By 1558 Henry Stafford was constable of Dungarvan castle and in January 1558 was directed to excised martial law throughout the whole of County Waterford.[66] On 6th January 1561 a pardon was issued to Captain Henry Stafford, constable of Dungarvan and also the sheriff of County Waterford.[67] But he was removed as constable of Dungarvan castle. A document of 1566 says that Stafford was dismissed because he colluded with pirates and was found guilty at a trail. He was replaced by March 1566 by Ralph Morton as constable.[68]

But Henry Stafford was not for accepting this demotion and went to England to petition the government for restoration of his position. On 28th May 1566 Sir Warham St. Leger wrote to Sir Henry Sidney, Lord Deputy of Ireland, saying that Henry Stafford was a gentleman of good service. But this didn’t affect any change.[69]
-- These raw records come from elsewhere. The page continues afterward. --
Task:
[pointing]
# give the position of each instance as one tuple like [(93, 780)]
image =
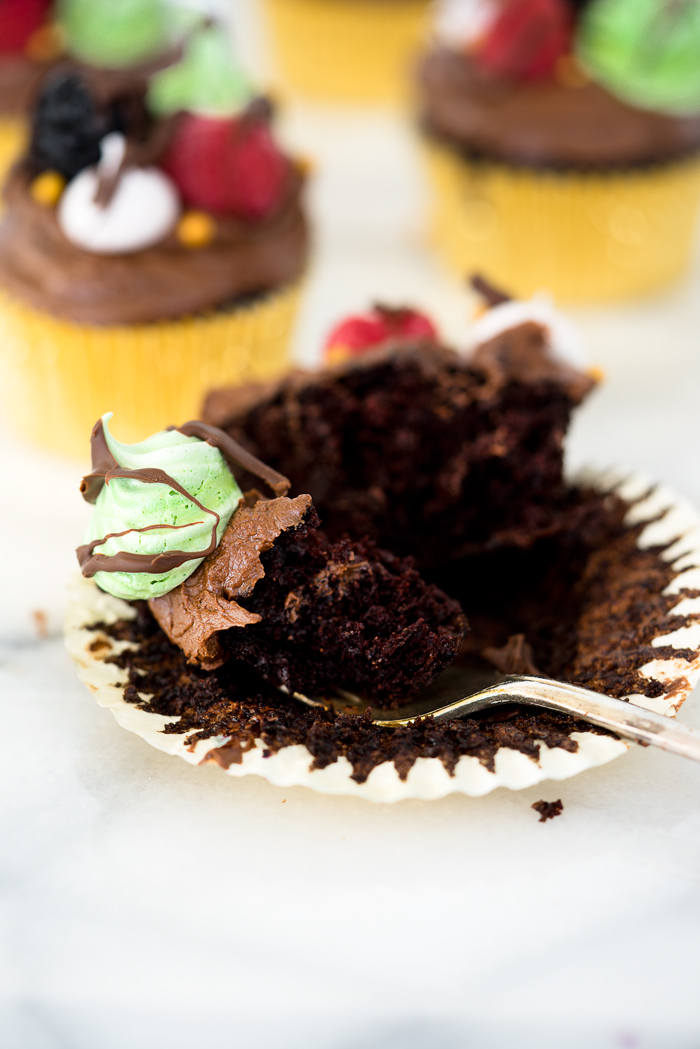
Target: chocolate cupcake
[(606, 595), (154, 240), (29, 44), (564, 141)]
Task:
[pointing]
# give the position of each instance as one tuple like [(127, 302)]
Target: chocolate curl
[(492, 295)]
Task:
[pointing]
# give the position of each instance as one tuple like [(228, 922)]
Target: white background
[(148, 903)]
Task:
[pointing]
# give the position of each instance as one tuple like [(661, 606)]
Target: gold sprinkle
[(336, 355), (305, 166), (45, 44), (196, 229), (47, 188), (569, 72)]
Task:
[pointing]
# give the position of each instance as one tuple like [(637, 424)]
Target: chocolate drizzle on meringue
[(105, 468)]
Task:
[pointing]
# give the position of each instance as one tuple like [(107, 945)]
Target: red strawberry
[(363, 332), (227, 166), (18, 20), (527, 38)]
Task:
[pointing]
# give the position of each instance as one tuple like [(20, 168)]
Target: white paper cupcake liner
[(673, 525)]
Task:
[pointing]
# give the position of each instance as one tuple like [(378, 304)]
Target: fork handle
[(626, 719)]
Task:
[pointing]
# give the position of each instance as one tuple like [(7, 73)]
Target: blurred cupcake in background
[(347, 51), (564, 142), (29, 43), (154, 239)]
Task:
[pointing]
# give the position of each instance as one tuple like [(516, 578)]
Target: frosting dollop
[(563, 338), (183, 513), (114, 34), (647, 51), (208, 80)]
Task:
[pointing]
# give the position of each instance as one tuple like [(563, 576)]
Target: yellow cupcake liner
[(346, 50), (60, 377), (586, 237)]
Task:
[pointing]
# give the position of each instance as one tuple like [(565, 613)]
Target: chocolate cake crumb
[(311, 615), (548, 810)]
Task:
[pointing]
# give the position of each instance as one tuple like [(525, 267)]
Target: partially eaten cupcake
[(453, 458), (250, 578)]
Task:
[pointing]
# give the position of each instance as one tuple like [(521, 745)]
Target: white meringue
[(463, 23), (142, 212), (565, 341)]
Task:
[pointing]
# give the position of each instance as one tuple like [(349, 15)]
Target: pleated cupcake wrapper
[(673, 525), (346, 50), (60, 377), (588, 237)]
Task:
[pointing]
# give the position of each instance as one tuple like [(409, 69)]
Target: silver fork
[(458, 692)]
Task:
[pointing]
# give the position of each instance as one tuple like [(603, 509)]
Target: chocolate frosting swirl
[(545, 123), (164, 282)]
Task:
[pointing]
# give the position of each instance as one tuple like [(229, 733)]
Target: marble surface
[(148, 903)]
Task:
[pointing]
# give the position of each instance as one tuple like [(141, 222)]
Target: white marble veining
[(146, 903)]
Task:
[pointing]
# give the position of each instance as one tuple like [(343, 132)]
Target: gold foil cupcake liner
[(60, 377), (587, 237), (346, 50), (673, 526)]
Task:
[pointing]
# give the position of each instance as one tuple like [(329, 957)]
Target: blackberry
[(67, 126)]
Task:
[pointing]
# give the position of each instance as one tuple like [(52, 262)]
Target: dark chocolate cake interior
[(312, 615), (457, 463), (427, 452), (588, 601)]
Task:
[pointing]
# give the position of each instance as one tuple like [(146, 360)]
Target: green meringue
[(208, 80), (115, 34), (647, 51), (130, 504)]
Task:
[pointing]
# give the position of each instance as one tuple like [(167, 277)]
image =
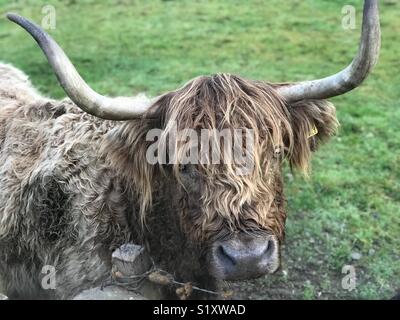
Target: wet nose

Instead Lord Deputy Sidney pressed on with his own choice for constable. In a letter to Sir William Cecil on 9th June 1566, Lord Deputy Sidney said that he had written to the English Privy Council recommending Ralph Morton for the job for life. Lord Deputy Sidney further asked that the parsonage of Dungarvan be given to Morton as it formerly went with the job although it was in recent times alienated from it. Sidney also asked for £40 from the English treasury to help Morton to buy furnishing for the castle. Ralph Morton (the bearer of the letter to Cecil) had faithfully served the Queen and was commended by the locals of Dungarvan.[70]

On 20th October 1566 Queen Elizabeth wrote to Sir Henry Sidney concerning the situation of Henry Stafford. The Queen said she could find no justifiable reason why Stafford was removed from office and informed Sidney that Stafford’s appointment was not by any authority of the Lord Deputy. The Queen told Sidney that she was restoring Henry Stafford to the job of constable of Dungarvan castle and that if Sidney had any objections he was ‘with speed to advertise us (English Privy Council) at good length’. Henry Stafford delivered the letter to Sidney which must have been an interesting meeting.[71]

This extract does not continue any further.